Department of Haematology, Aberdeen Royal Infirmary, Aberdeen, UK.
Br J Haematol. 2017 Sep;178(5):794-799. doi: 10.1111/bjh.14759. Epub 2017 May 17.
Acquired factor XIII (FXIII) deficiency is a rare and life-threatening condition that is often misdiagnosed or missed completely. A 72-year-old woman presented with symptoms of major unprovoked bleeding but routine coagulation screening tests and platelet count were normal. Low activated FXIII (FXIIIa) activity levels and abnormal urea clot stability led to diagnosis of acquired FXIII deficiency. A modified Bethesda inhibitor titre of 1.6 Bethesda units/ml indicated the presence of a FXIII inhibitor. Bleeding responded to a single dose of FXIII concentrate and immunosuppression with prednisolone induced remission. A subsequent relapse was treated with combined prednisolone and Rituximab resulting in a prolonged, ongoing remission. Here we analyse the mechanisms underlying this idiopathic case of acquired FXIII deficiency. Prospective analysis of patient plasma revealed minimal FXIIIa activity and antigen in presentation and relapse samples. Thrombi formed from these samples lysed rapidly and showed an absence of cross-linked α AP. Western blotting revealed the presence of FXIII-B, indicating only FXIII-A and FXIII-A B were affected. FXIII activity and antigen levels normalised on remission. Our data suggest the presence of inhibitor-induced clearance of FXIII from plasma. As a consequence, reduced thrombus stability was evident due to defective α AP cross-linking, thereby explaining symptoms of excessive bleeding.

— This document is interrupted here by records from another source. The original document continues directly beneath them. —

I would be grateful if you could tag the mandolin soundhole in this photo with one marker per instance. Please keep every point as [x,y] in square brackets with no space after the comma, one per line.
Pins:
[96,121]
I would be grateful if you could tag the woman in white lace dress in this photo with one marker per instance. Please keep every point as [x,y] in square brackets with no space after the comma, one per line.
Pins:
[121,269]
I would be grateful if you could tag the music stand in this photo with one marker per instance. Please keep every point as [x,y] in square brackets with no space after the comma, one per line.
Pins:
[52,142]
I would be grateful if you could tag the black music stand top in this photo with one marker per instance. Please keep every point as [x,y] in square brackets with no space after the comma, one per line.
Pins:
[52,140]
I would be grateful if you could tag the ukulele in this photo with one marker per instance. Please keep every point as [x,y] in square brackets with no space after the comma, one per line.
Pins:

获得性因子 XIII(FXIII)缺乏症是一种罕见且危及生命的疾病,常被误诊或完全漏诊。一名 72 岁女性出现严重自发性出血症状,但常规凝血筛查试验和血小板计数均正常。低活性 FXIII(FXIIIa)水平和异常的尿素凝块稳定性导致诊断为获得性 FXIII 缺乏症。改良的贝塞斯达抑制剂滴度为 1.6 贝塞斯达单位/毫升,表明存在 FXIII 抑制剂。单次注射 FXIII 浓缩物及使用泼尼松龙进行免疫抑制治疗后出血症状缓解。随后的复发采用泼尼松龙联合利妥昔单抗治疗,实现了长期持续缓解。在此,我们分析了这例特发性获得性 FXIII 缺乏症的潜在机制。对患者血浆进行前瞻性分析发现,在发病和复发样本中 FXIIIa 活性和抗原水平极低。由这些样本形成的血栓迅速溶解,且未检测到交联的α抗胰蛋白酶。蛋白质印迹法显示存在 FXIII-B,表明仅 FXIII-A 和 FXIII-A B 受到影响。缓解期 FXIII 活性和抗原水平恢复正常。我们的数据表明存在抑制剂诱导的血浆中 FXIII 清除。因此,由于α抗胰蛋白酶交联缺陷,血栓稳定性降低明显,从而解释了出血过多的症状。